12. AMENDMENT. No Amendment, modification, termination or waiver of any
provision of the Agreement shall in any event be affective unless it is in
writing and signed by Xxxxxx, and then such waiver or consent shall be effective
only in the specific instance and for the specific purposes for which given.
13. ENTIRE AGREEMENT; USE OF PROCEEDS. This Agreement and the Security
Documents are intended by Customer and Lender as a final expression of their
agreement and as a complete and exclusive statement of its terms, there being no
conditions to the full effectiveness of this Agreement except as set forth in
this Agreement and the Security Documents.

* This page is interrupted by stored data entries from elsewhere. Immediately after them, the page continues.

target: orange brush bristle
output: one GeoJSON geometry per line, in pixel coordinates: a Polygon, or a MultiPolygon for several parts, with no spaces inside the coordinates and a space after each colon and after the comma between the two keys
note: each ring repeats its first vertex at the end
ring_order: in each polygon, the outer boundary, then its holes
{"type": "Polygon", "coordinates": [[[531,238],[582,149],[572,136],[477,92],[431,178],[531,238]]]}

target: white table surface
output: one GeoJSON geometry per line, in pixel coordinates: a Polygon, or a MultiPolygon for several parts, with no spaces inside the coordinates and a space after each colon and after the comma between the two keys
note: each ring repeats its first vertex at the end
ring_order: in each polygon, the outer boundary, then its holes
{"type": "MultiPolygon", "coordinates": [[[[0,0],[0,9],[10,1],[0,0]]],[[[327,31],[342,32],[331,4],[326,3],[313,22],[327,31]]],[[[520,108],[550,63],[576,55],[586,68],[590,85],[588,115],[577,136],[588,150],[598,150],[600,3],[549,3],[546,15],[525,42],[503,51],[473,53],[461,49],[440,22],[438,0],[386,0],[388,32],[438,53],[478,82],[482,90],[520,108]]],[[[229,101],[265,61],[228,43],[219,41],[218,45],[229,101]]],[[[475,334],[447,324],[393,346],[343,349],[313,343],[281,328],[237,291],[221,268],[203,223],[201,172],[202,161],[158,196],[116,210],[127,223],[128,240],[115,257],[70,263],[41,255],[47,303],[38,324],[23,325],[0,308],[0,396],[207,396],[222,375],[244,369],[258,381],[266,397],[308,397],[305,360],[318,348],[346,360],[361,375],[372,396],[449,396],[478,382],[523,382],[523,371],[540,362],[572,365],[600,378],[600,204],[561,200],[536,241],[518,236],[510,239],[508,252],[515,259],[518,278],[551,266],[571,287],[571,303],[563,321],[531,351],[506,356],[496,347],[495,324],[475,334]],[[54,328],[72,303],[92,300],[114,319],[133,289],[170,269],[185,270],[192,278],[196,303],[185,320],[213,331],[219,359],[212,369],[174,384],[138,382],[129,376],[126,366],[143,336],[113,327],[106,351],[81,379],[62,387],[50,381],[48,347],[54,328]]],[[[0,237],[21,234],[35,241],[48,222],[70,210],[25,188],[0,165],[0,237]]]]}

Customer represents and warrants to
Lender that no part of any Loan will be used for personal, family, household or
agricultural purposes.
14. NO WAIVER; REMEDIES. No failure on the part of Lender to exercise,
and no delay in exercising, any right, power or remedy under this Agreement
shall operate as a waiver of such right, power or remedy; nor shall any single
or partial exercise of any right under this Agreement preclude any other or
further exercise of the right or the exercise of any other right. The remedies
provided in this Agreement are cumulative and not exclusive of any remedies
provided by law.
15. MORE THAN ONE CUSTOMER. If more than one person signs this Agreement
as Customer, Lender may at its option and without notice refuse any Loan request
of any Customer. Any Customer may request Loans under this Agreement. Each
Customer is jointly and severally liable for all Loans and other obligations
under this Agreement.
16. NOTICE. Except as otherwise provided in this Agreement, all notices
required or provided for under this Agreement shall be in writing and mailed,
sent or delivered, if to Customer, at any Customer's last known address as shown
on the records of Lender, and if to Lender, at its address shown on the reverse
side, or, as to each party, at such other address as shall be designated by such
party in a written notice to the other party. All such notices shall be deemed
duly given when delivered by hand or courier, or three business days after being
deposited in the mail (including any private mail service), postage prepaid,
provided that notice to Lender pursuant to section 6 shall be effective until
received by Xxxxxx and Lender has a reasonable opportunity to set on the notice.
17. ADDRESS. Customer's address is shown on the reverse side. Customer
shall immediately notify Lender in writing of any change of address.
18. INTERPRETATION. The validity, construction and enforcement of this
Agreement are governed by the internal laws of Wisconsin. Invalidity or
unenforceability or any provision of this Agreement shall not affect the
validity or enforceability of any other provisions of this Agreement.
19. OTHER PROVISIONS. (If none stated, there are no other provisions.)